だからやっぱり、私は、アニは優しいと思うのだ。
「でも、上官とか先輩にいつも言われてる。
それじゃ、私が死んじゃうって。生きて帰ることを目標にしろって。」
「だろうね。」
「分かってるの。でも、もう決めたから止められない。
私は今度の壁外調査で、他の誰かを助けられたとしても、自分が死ぬかもしれない。
そしたら…家族を泣かせる。」
目を伏せると、足元にいくつもの小さな石が落ちていた。
私の命なんて、人類規模で見ればこの小さな石ころみたいなものだ。
でも、家族にとっては、唯一の宝石なのだと知ってる。
知っているのに―。
誰も泣かせない兵士になりたい、とハンジさんに言ったことがある。
でも、私はいつか、家族を泣かせるのだろう。
それは、私が調査兵として壁外に出たことを家族が知ったとき。
それは、私が調査兵として壁外に出て、そして、死んだとき。
私の志は、矛盾しているのだろう。
家族の命のために、家族を泣かせないために、調査兵団に入って、私はおそらくそう遠くない未来で家族を絶望に突き落とす。
その日までの、束の間で、偽りの平穏を家族に与えているだけだ。
「だから思うの。
アニを大切に思ってる人にとって、アニはとっても偉いって。」
確かに人類に心臓を捧げる兵士としては、自分のために憲兵を選ぶのは間違っているのかもしれない。
でも、それの何が悪いというのだろう。
彼女は他の憲兵がしているように不正をして民間人の税金を懐に入れてるわけでも、誰かを傷つけているわけではない。
むしろ、その逆じゃないか。
自分を守るということは、自分を想う人達の笑顔を守るということになるというのに、それを誰に責める権利がある。
民間人が兵団服を着ているような私だから、そんなことを想ってしまうのかもしれない。
間違ってるのかもしれない。
でも、私がもし、兵士の家族なら、人類に心臓なんて捧げてほしくない―。
私の言葉を聞いて、アニが息を呑んだのが分かった。
私がアニだったなら、私の家族は幸せだったと思う。
だって―。
「アニはいい子だね。」
髪をクシャリと撫でると、アニは迷惑そうに文句を言ったけれど、その手を振りほどかれることはなかった。

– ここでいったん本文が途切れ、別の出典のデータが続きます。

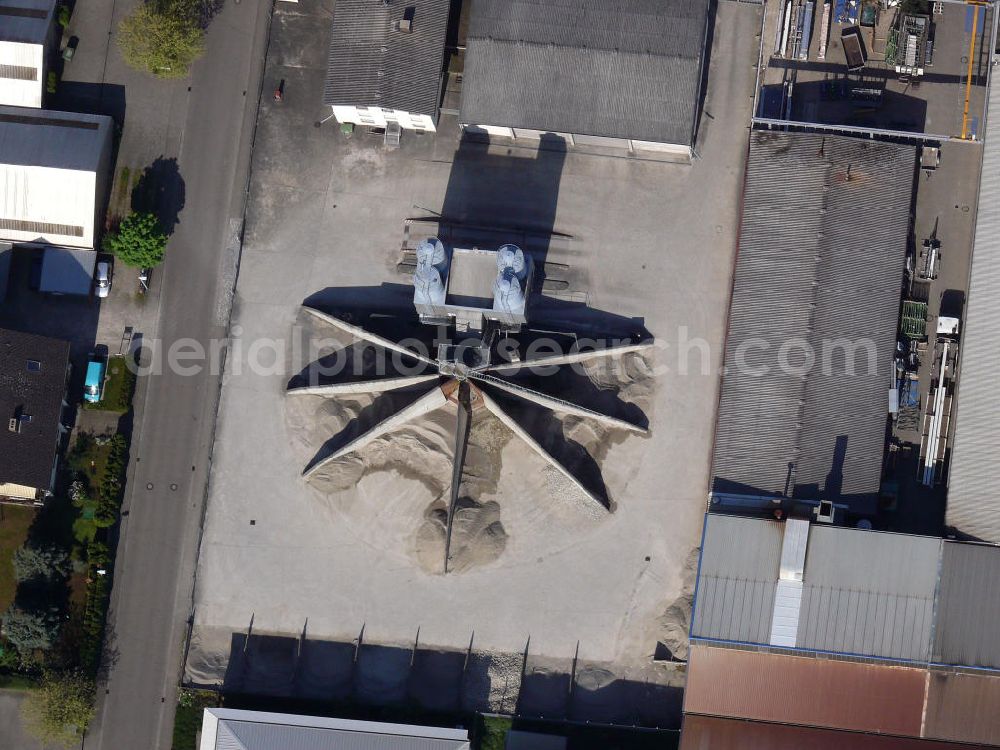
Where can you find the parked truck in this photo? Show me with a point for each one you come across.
(854, 48)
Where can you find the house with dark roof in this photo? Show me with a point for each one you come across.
(33, 374)
(386, 62)
(813, 319)
(623, 74)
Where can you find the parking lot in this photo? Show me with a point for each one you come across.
(822, 89)
(326, 224)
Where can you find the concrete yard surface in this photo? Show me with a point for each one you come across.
(652, 245)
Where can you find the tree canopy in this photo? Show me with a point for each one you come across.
(61, 708)
(139, 241)
(40, 561)
(162, 39)
(29, 630)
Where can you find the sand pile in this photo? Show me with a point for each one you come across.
(478, 537)
(675, 623)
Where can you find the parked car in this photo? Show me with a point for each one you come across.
(93, 384)
(102, 279)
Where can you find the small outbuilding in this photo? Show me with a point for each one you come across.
(33, 374)
(54, 169)
(27, 38)
(386, 63)
(623, 74)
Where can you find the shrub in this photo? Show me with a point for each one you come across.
(160, 40)
(62, 707)
(45, 561)
(139, 242)
(30, 630)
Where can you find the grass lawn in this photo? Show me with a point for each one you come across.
(89, 458)
(14, 524)
(187, 720)
(118, 388)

それから、もう一度だけ対人格闘術を習って、私が投げ飛ばされた頃にハンジさんが迎えに来てくれた。
「ねぇ、アニ。」
ハンジさんの元へ向かう前に、私はアニに向き直って名前を呼んだ。
「なに?」
「帰ってきたら、一緒に買い物行こうよ。」
「は?なんで私が。」
「可愛い妹だから?」
「へー、知らなかった。」
「対人格闘術を教えてくれたお礼をさせてよ。」
「憲兵なんて暇だから付き合っただけだし。」
「約束ね。」
「だから、なんで。」
嫌とは言わないアニが、可愛い。
会ったばかりだけれど、会ったばかりの私のために真剣に対人格闘術に向き合ってくれた。
また、会いたいと思った。
「おまじない。」
「は?」
「絶対に生きててくれるアニとしか出来ない未来の約束。
ね?いいでしょ?」
「…嫌って言ったって、勝手に決めるんでしょ。」
「すごいね、さすが妹だね。」
可笑しそうに笑う私に、アニがわざとらしいため息を吐いた。
妹だなんて、そんなに心の距離が近くなったとは思わない。
まだ私達の間には遠い距離がある。
だって、アニは私に心を開こうとはしていない。
でも、少しずつアニと心を通わせていく。そんな未来への目標を作るのも、いい気がした。
私の勝手な都合。
「待って。」
帰ってきたら休みを取って会いに来ると告げて、さよならと背を向けた私をアニが呼び止めた。
振り向いても、アニはすぐに口を開かなかった。
でも、待っていれば、何か言葉が続くと思って、続きを促そうとは思わなかった。
思った通り、少しして、アニの口はゆっくりと開いた。
「せいぜい、死なないようにしなよ。」
私は笑顔を返した。
命を懸ける調査兵の仲間とも家族とも出来ない約束を、アニが受け止めてくれた。
私は、必ず帰って、アニにお礼をしないといけない。